As of December 24, 2025, CMS has withdrawn (not delayed) the Local Coverage Determinations (LCDs) for skin substitute grafts that were scheduled to take effect on January 1, 2026. Because these unified policies have been eliminated, there is currently no revised version of that specific LCD scheduled for 2026.
Instead, the following framework applies for 2026:
1. Reversion to "Legacy" Policies: Coverage rules revert to the existing individual Medicare Administrative Contractor (MAC) policies.
2. Novitas, First Coast, and CGS: These MACs will keep their current active coverage policies in place with no changes; their previously planned December 31, 2025 retirement dates have been removed.
3. Palmetto, NGS, WPS, and Noridian: These MACs continue to have no published LCD for skin substitutes. In these jurisdictions, coverage is determined on a case-by-case basis of whether the service is "reasonable and necessary".
4. Payment Rates Still Changing: While the coverage rules (LCDs) were withdrawn, the new payment rates finalized in the CY 2026 Physician Fee Schedule remain in effect. Starting January 1, 2026, most skin substitutes will be paid at a flat national rate of $127.14 per square centimeter.
5. Future Revisions: MACs are scheduled to reconsider the withdrawn evidence-based coverage standards and potentially release a revised, unified LCD in early 2027.
Providers in jurisdictions with active LCDs (Novitas, First Coast, CGS) should continue to follow their current requirements, while those in other regions must maintain rigorous documentation to justify medical necessity.
These updates explain how Medicare Part B MACs will determine coverage for skin substitutes after the elimination of the January 1, 2026 LCDs.
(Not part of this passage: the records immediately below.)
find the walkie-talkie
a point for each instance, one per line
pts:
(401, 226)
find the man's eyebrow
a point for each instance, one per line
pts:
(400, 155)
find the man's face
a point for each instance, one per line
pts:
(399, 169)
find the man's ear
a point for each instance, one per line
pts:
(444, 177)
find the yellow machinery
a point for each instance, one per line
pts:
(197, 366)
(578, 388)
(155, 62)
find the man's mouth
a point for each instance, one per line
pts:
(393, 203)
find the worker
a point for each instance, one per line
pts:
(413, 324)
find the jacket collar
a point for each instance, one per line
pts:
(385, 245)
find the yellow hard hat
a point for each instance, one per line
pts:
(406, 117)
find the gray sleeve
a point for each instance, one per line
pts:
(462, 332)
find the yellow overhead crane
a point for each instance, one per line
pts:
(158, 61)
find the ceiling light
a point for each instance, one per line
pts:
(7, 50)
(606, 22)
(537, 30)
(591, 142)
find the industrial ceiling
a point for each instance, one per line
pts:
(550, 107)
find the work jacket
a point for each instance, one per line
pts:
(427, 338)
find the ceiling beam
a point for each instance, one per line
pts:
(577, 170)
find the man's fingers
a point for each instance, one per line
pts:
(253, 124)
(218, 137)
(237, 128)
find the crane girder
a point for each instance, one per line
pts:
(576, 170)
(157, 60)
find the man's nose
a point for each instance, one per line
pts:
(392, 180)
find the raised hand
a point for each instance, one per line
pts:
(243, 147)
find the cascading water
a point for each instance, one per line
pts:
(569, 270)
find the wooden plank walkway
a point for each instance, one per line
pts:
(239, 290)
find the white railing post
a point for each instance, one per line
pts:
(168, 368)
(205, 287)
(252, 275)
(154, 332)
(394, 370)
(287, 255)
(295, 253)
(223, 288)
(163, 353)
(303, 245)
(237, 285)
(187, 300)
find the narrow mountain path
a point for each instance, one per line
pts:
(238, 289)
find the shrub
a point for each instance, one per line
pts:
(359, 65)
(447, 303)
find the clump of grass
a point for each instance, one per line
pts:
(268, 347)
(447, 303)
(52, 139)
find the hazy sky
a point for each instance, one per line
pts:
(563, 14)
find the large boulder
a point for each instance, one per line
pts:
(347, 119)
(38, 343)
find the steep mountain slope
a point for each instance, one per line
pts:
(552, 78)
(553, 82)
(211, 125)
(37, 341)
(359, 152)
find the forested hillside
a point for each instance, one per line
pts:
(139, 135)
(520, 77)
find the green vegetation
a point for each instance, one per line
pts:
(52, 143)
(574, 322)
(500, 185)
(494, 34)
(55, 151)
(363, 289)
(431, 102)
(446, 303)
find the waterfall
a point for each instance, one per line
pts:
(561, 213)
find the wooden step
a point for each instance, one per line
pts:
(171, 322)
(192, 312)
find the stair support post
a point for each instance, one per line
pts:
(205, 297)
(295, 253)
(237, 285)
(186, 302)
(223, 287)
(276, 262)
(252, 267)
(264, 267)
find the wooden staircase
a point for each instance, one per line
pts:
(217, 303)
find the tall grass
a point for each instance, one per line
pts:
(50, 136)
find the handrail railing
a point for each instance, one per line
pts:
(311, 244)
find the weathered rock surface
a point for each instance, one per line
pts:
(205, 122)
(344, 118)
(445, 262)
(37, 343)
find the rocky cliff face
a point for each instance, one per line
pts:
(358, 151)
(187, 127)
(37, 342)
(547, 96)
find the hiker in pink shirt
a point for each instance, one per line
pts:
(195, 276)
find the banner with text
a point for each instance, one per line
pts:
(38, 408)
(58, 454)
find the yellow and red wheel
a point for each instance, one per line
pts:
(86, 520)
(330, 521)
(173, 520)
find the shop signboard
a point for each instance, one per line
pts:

Without a New LCD That Was Supposed to Be in Effect on January 1, 2026, What Are The “Reasonable and Necessary” Standards That Palmetto, NGS, WPS and Noridian Will Use to Determine Coverage for the Application of Skin Substitutes in 2026?
Even though the new, unified LCDs were withdrawn, Palmetto, NGS, WPS, and Noridian will still use the core “reasonable and necessary” standards from Section 1862(a)(1)(A) of the Social Security Act, focusing on documented failure (greater than or equal to 4 weeks) of standard care (compression/offloading) for diabetic foot ulcers (DFUs) and venous leg ulcers (VLUs), comprehensive wound/vascular assessments, proper sizing/minimal wastage, continuous care, and evidence of clinical benefit, with individual MACs applying existing regional policies and the new $127.14/square centimeter rate for non-biologicals.
Key “Reasonable & “Necessary” Standards (Applied by MACs):
1. Failure of Standard Care: Documented non-response (no significant improvement) for at least 4 weeks of Standard of Care (SOC before skin substitute application.
2. Standard of Care (SOC) Compliance:
3. VLUs: Continuous, effective compression (greater than or equal to 20mmHg) or multilayer dressings.
4. DFUs: Appropriate offloading/footwear, glucose/nutrition control, vascular
assessment.
5. Comprehensive Wound/Patient Assessment: Detailed history, wound measurements (initial, weekly, pre-application), vascular status, and comorbidities.
6. Evidence-Based Application: Use of products with demonstrated clinical effectiveness and proper sizing (avoid excessive wastage).
7. Documentation: Meticulous records of all treatments, measurements, progress, and justification for each application.
8. Continuous Care: Documentation of ongoing care (weekly measurements, continued SOC) throughout the treatment course.
What This Means for Your Jurisdiction (as of Late 2025/Early 2026):
MAC-Specific Policies: Each Medicare Administrative Contractor (MAC) like Palmetto GBA, NGS, WPS, and Noridian, will continue to enforce its current LCDs where they exist, as the unified national ones were pulled.
Payment Rate: A new, standardized payment rate (around $127.14/sq cm) for most skin substitutes applies nationwide, affecting reimbursement regardless of the specific LCD.
Varied Requirements: Documentation demands and approved products will differ by MAC jurisdiction, requiring providers to check their specific MAC’s existing policies.
In essence, providers must rely on specific, accurate documentation proving the skin substitute is medically necessary after standard treatments fail, aligning with the specific rules of their MAC and new payment rules.